Bridget Supple imagines Jesus’s birth through the eyes of a midwife called out to attend to his mother

© Art Gallery of Ontario

St Anne with the Infant Jesus (1645-50) by Georges de la Tour

St Anne with the Infant Jesus (1645-50) by Georges de la Tour

BEFORE I take Jesus to clean and wrap him, I ready a cloth to rest the baby on right next to Mary, so she can help without moving. I place salt close to her, along with some rosemary I have in my bag, a cloth to wash, and another cloth to dry him. I put the swaddling cloth within reach. Finally, I place a drink and a piece of my sweet fruit-bread next to Mary for her to eat, now that her hands are free.

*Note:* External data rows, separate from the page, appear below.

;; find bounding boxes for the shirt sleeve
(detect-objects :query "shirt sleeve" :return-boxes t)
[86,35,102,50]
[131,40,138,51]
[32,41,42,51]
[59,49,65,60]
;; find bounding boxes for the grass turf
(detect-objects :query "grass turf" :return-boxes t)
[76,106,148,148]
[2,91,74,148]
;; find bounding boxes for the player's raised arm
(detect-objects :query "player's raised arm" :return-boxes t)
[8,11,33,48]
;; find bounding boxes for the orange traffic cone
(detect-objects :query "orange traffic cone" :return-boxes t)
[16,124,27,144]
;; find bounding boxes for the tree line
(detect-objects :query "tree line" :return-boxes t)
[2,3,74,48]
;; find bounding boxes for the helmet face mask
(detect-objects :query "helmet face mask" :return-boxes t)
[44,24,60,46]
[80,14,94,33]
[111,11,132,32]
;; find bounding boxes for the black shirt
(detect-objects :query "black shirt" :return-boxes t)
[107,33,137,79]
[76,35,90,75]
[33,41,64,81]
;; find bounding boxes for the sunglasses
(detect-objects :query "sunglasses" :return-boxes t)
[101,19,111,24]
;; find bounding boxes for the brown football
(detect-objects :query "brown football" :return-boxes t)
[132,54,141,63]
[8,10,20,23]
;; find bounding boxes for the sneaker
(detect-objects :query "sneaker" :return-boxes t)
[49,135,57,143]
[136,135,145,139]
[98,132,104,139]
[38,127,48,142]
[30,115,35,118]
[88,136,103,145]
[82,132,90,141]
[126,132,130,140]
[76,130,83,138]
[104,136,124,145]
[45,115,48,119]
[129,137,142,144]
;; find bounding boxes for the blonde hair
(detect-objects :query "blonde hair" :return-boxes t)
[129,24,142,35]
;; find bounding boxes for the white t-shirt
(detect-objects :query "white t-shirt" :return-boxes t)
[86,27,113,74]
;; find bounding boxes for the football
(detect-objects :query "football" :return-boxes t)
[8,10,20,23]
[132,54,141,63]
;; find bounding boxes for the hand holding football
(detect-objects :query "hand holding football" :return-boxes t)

“Is it OK if I take him now, Mary?” I ask. Some people will just take the baby from the mother, forgetting that while, yes, this ritual needs to be performed, you are separating a duo that have been joined for three seasons, since the moment the baby came into existence. This should be a sacred moment. Gently she lifts him up to me, kissing his head as he is passed up.

It’s my first cuddle with him, as he’s been in his mother’s arms since he was born, enjoying her closeness, smell, and love. While I’ve been watching him closely at first, then every few minutes as he adjusted to life outside of the womb, this is my first proper meeting with him. I tenderly pick him up and cradle his tiny little naked body close to mine.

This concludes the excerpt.